Wie in der Sowjetunion gegen die Dürre gekämpft wurde

Aus Rote Fahne 32/2014: In der Sowjetunion zu Lebzeiten Lenins und Stalins spielten Umwelt- und Naturschutz eine sehr wichtige Rolle – zu diesem für viele überraschenden Ergebnis kommt das Autorenkollekiv von „Katastrophenalarm!“, dem neuen Buch von Stefan Engel.

Es ist eine Anregung, weiter in das Thema einzudringen, wie die folgende Korrespondenz aus Kassel: Es gab in der Sowjetunion unter anderem 90 Naturschutzgebiete mit einer Gesamtfläche von rund 12 Millionen Hektar.1 Zu den Zielen heißt es: „Durch die Errichtung von Naturschutzgebieten ist (…) für immer die Gefahr beseitigt, dass diese oder jene Raubtiere, Vögel oder Fischarten oder bestimmte Pflanzen aussterben. So bleibt späteren Generationen die Vielgestaltigkeit der Natur unseres Landes erhalten.“2 Bemerkenswerte Ziele, die vor 70 Jahren in der damals sozialistischen UdSSR formuliert wurden. Heute ist

die Umwelt weltweit völlig der Profitmacherei unterworfen. Ein dramatisches Artensterben, die Zerstörung und Verseuchung von Landschaften, der Weltmeere, des Klimas und die Plünderung der natürlichen Rohstoffe und Ressourcen haben ein katastrophales Ausmaß erreicht.

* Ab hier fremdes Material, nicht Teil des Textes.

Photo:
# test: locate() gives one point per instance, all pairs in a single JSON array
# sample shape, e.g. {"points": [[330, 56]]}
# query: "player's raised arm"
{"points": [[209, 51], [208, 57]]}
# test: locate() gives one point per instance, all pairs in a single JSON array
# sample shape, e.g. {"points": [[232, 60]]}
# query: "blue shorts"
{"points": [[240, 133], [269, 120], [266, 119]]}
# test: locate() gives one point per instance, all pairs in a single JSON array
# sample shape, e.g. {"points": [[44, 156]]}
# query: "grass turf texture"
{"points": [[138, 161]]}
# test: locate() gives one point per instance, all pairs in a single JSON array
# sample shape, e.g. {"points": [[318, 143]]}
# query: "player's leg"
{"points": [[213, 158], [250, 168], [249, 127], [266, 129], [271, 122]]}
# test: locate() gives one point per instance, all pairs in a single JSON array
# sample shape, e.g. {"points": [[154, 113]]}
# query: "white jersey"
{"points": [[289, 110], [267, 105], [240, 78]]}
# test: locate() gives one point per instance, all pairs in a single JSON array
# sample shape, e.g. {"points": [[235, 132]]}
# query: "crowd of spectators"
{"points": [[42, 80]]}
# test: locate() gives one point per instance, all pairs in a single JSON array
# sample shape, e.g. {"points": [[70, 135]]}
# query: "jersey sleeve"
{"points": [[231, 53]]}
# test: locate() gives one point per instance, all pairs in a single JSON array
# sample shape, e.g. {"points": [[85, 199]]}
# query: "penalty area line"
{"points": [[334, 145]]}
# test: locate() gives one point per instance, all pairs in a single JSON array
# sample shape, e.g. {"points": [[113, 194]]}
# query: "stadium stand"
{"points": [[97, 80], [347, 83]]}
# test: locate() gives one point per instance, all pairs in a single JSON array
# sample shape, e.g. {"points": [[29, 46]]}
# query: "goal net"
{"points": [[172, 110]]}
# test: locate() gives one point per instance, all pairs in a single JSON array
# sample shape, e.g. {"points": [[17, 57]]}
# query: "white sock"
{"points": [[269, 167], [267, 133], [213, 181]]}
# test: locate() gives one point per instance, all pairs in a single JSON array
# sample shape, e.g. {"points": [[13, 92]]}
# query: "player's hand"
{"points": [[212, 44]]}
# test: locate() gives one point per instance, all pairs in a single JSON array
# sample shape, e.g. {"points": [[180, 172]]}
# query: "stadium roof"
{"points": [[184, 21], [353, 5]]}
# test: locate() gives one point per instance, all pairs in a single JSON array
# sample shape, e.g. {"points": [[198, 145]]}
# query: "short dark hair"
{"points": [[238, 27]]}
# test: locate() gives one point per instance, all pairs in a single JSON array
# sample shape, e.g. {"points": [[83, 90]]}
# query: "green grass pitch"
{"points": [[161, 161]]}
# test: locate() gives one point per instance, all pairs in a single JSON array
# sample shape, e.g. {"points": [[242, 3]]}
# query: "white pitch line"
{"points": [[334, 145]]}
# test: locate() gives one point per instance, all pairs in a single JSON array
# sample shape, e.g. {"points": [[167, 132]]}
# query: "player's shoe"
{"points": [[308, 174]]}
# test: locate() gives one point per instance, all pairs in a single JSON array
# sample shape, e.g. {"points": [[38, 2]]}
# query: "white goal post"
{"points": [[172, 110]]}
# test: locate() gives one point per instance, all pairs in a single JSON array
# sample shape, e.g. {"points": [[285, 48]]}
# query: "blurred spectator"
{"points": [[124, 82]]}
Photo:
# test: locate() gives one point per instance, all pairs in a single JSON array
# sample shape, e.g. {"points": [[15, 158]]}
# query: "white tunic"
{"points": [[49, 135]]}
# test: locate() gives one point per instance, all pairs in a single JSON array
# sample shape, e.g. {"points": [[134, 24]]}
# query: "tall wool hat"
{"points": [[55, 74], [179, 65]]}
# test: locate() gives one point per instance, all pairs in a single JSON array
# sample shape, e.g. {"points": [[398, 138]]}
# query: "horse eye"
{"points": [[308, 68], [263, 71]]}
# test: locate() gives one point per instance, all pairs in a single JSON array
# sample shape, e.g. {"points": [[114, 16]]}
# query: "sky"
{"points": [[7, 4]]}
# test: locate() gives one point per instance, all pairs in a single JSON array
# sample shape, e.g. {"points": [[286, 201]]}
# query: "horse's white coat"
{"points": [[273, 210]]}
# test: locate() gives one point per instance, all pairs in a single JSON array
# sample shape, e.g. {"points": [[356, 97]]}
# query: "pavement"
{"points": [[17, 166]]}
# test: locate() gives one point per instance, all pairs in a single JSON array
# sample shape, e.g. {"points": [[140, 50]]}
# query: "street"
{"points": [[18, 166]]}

Umweltschutz – Zukunftssicherung

Die Wasserkraft zur Stromerzeugung spielte in der UdSSR eine wichtige Rolle und auch Elektroantriebe im Transportwesen und in der Landwirtschaft. So gar nicht ins Bild manches Antikommunisten passt, dass „die fortschrittlichen Wissenschaftler, darunter Wissenschaftler mit Weltgeltung, gerade unter der Sowjetmacht in den 20er bis 40er Jahren die günstigsten Bedingungen für ihr Schöpfertum erhielten.“3 Nach dem II. Weltkrieg begann man im großen Stil Schutzwaldgürtel aufzubauen, um die regelmäßig auftretenden Dürren durch Trockenwinde in den Schwarzerdegebieten im Südosten der europäischen Sowjetunion wirksam bekämpfen zu können. Die Folgen dieser Naturkatastrophen waren Hungersnöte und die Vernichtung ganzer Ernten. Bereits Ende des 19. Jahrhunderts hatte der russische Geologe Dokutschajew die Anpflanzung von Waldgürteln vorgeschlagen. Der Privatbesitz an Grund und Boden und die Herrschaft des Zarismus verhinderten aber die Umsetzung dieser Ideen. Erst nach der Revolution begann man sich ernsthaft damit zu beschäftigen. Stalin schrieb 1924: „Wir haben beschlossen, alles in unseren Kräften Stehende zu unternehmen, um uns in Zukunft gegen die Unberechenbarkeit der Dürre zu sichern. Wir beabsichtigen, dieses Werk mit dem Allernotwendigsten zu beginnen, nämlich mit der Schaffung eines keilförmigen Meliorationsstreifens im Raum von Samara-Saratow-Zarizyn-Astrachan-Stawropol.“4

Im Jahre 1948 wurde dann der Beschluss gefasst, Waldschutzgürtel sowie Teiche, Wasserreservoire und ein Netz von Bewässerungskanälen anzulegen. Mit dieser Umgestaltung der Natur würden sich das lokale Klima, Flora und Fauna, die Bodenstruktur und die Lebensbedingungen der Menschen in diesen Gebieten verändern. Ein ehrgeiziger Plan, nur wenige Jahre nach dem Ende des verheerenden Kriegs, den die Naziwehrmacht gegen die Sowjetunion geführt hatte. Und in einer Zeit, in der die USA einen mörderischen Krieg gegen das koreanische Volk führten und Westdeutschland zum Bollwerk des Antikommunismus in Mitteleuropa machten.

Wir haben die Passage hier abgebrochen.